It seems the question is mixing up physical disk access (CHS) with a logical access scheme used at a higher level. LBA is and always has been an issue at the OS level. The fact that some disk controllers also present their storage in an abstract fashion does not change how a disk works, it only relieves the OS (or better, its low-level drivers) from handling that abstraction.
When was the CHS (cylinder - head - sector) system invented
With the very first disk and before that on drum drives (*1,2).
and what was before it?
No drive?
All disk type data storage (*3) needs to position to a cylinder and select a head to read a certain sector when it passes by. There is no other way.
As long as CHS was not compatible with Zone Bit Recording,
Err, why? CHS and ZBR go quite well together. There is no 'collision' of any kind. With or without ZBR, data on a disk is accessed by positioning to a cylinder, selecting a head and reading a certain sector when passing by.
it was finally replaced with LBA.
LBA is, on a disk still based on CHS. After all, each and every disk still has to position to a cylinder, select a head and read a certain sector passing by this head.
(From a comment)
As far as I can see, CHS and ZBR may be compatible only if the disk controller intentionally provides fake information about disk geometry to the operating system.
Not sure what fake geometry that should be. It's no dark magic for an OS to consider that tracks 1..39 have a different number of sectors than tracks 40..79, or is it?
It's not very convenient and I'm not ever sure if it was possible before the controllers moved from the computer's backplane into the disk itself
First, the controller would have to move into the computer, wouldn't it? For classic mainframes, the controller was never part of the computer but an external storage device attached via an I/O channel and addressed as controller/drive/CHS.
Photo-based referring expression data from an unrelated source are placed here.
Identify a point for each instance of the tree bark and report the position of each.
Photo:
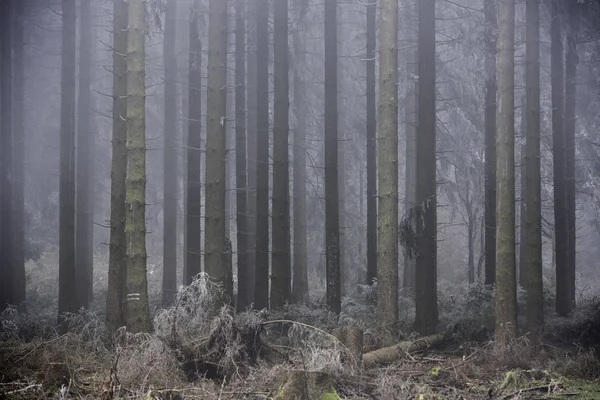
(115, 312)
(561, 227)
(67, 295)
(506, 289)
(387, 219)
(332, 214)
(215, 249)
(490, 142)
(243, 299)
(426, 199)
(281, 268)
(371, 145)
(533, 196)
(84, 251)
(261, 291)
(194, 153)
(136, 307)
(170, 192)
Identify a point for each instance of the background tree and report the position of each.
(332, 226)
(137, 311)
(215, 242)
(506, 290)
(115, 311)
(194, 154)
(170, 192)
(387, 219)
(84, 251)
(281, 268)
(426, 200)
(67, 295)
(261, 289)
(it looks like it happened in 1980s after ST-406).
Not really. For one, since it's an abstraction layer it's about the OS/driver or OS/controller interface, so different driver architectures as well as different controller interfaces provided LBA addressing at different times. For example, SCSI (SASI) was LBA based from the very beginning. Much like some mainframe systems.
But the PC...
Despite asking in a generic way and for early technology, the question does seem to be more or less inspired by the IBM-PC. But that machine is an odd branch in disk development. Or more exactly, how compatibility was handled by add-on developers squeezing out more of a given interface.
The original ROM-BIOS API offers disk access via addressing of 10-8-6 bits for C/H/S. It does not feature any restriction of having the same number of sectors over all cylinders (or head for that matter), thus ZBR is quite possible with that arrangement.
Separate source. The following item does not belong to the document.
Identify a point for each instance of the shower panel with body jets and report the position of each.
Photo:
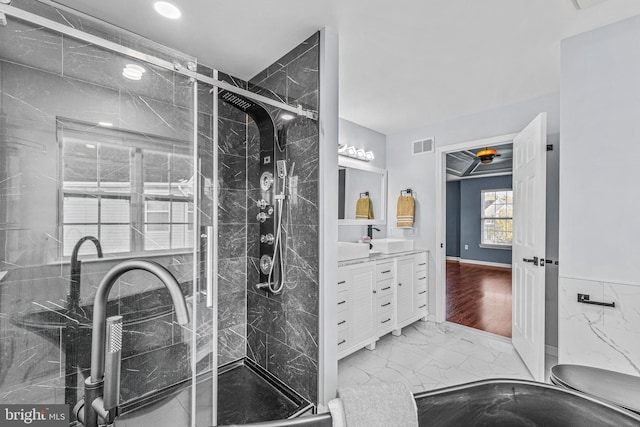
(273, 185)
Unrelated to that, disks grew bigger, eventually reaching more than 1024 cylinders (or 64 sectors) in the late 1980s. Thus a way was needed to integrate them. For DOS this was essentially a non-issue, as DOS used already its version of LBA when requesting a device driver action. It would have been up to the disk (or better controller) manufacturer to offer disk drivers that handle those disks - much like SCSI and others did.
Except disk controller manufacturers tried to outsmart DOS by lying at the BIOS API level, presenting the disk in different configurations by flunking bits around. A disk with 1200 cylinders and 4 heads was presented at the API level as one having only 600 cylinders but 8 heads instead. Doing so allowed to slip such drives below DOS without providing drivers. Quite a bad solution from an engineering point of view, but providing a plug&play feature seriously supporting sales.
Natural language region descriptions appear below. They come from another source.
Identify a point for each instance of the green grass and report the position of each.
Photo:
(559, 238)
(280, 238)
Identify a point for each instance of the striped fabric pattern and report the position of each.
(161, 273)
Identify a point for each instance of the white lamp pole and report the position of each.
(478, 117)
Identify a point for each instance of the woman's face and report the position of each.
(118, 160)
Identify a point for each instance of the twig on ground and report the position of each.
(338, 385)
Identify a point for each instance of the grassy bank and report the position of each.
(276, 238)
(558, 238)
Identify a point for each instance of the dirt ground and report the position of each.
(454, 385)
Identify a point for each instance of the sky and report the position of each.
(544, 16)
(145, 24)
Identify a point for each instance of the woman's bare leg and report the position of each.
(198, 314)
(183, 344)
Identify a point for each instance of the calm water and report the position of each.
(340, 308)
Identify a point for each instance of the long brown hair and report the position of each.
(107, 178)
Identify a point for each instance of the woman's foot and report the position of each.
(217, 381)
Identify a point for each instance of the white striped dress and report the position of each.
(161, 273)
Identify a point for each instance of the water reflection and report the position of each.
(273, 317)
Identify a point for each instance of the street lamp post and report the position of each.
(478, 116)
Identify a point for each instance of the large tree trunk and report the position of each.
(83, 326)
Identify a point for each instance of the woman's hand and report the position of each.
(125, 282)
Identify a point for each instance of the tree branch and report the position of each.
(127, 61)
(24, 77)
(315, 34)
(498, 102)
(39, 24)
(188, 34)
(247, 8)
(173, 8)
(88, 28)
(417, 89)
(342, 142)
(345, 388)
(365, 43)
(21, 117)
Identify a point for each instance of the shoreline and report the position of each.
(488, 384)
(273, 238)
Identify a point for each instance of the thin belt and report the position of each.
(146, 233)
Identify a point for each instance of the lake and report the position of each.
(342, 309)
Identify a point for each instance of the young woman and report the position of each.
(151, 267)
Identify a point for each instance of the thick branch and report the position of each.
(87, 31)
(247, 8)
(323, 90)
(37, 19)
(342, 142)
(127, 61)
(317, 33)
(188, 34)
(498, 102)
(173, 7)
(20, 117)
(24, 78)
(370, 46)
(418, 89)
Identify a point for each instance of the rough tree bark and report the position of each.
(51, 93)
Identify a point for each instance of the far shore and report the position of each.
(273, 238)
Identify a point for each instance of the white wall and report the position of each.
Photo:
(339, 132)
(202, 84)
Even worse, when IDE came in the mid-1980s - usually quoted as integrating the controller onto the disk - this was not just made on a BIOS API level, but on hardware, register interface, cementing it even further.
At some point, a bit of bit magic wasn't enough anymore and controller manufacturers switched to complete fantasy CHS numbers and called them LBA. The ATA standard (ca. 1994) formalized this. All still using the original 22 bits. When that no longer was sufficient (disks growing past 2 GiB), interfaces were tweaked again, but this time in conjunction with changed BIOSes and changed disk drivers.
Bottom line:
CHS/LBA on the PC is kludgery very specific to the PC. It bears its very own history and is not related to any other system or historical development.
*1 - Except that drums are only a single cylinder, thus no cylinder selection is needed.
*2 - This includes of course drums used as main memory.
*3 - Let's ignore the special case of CDs and floppies like the Sony/Canon 2" VideoFloppy with their spiral tracks.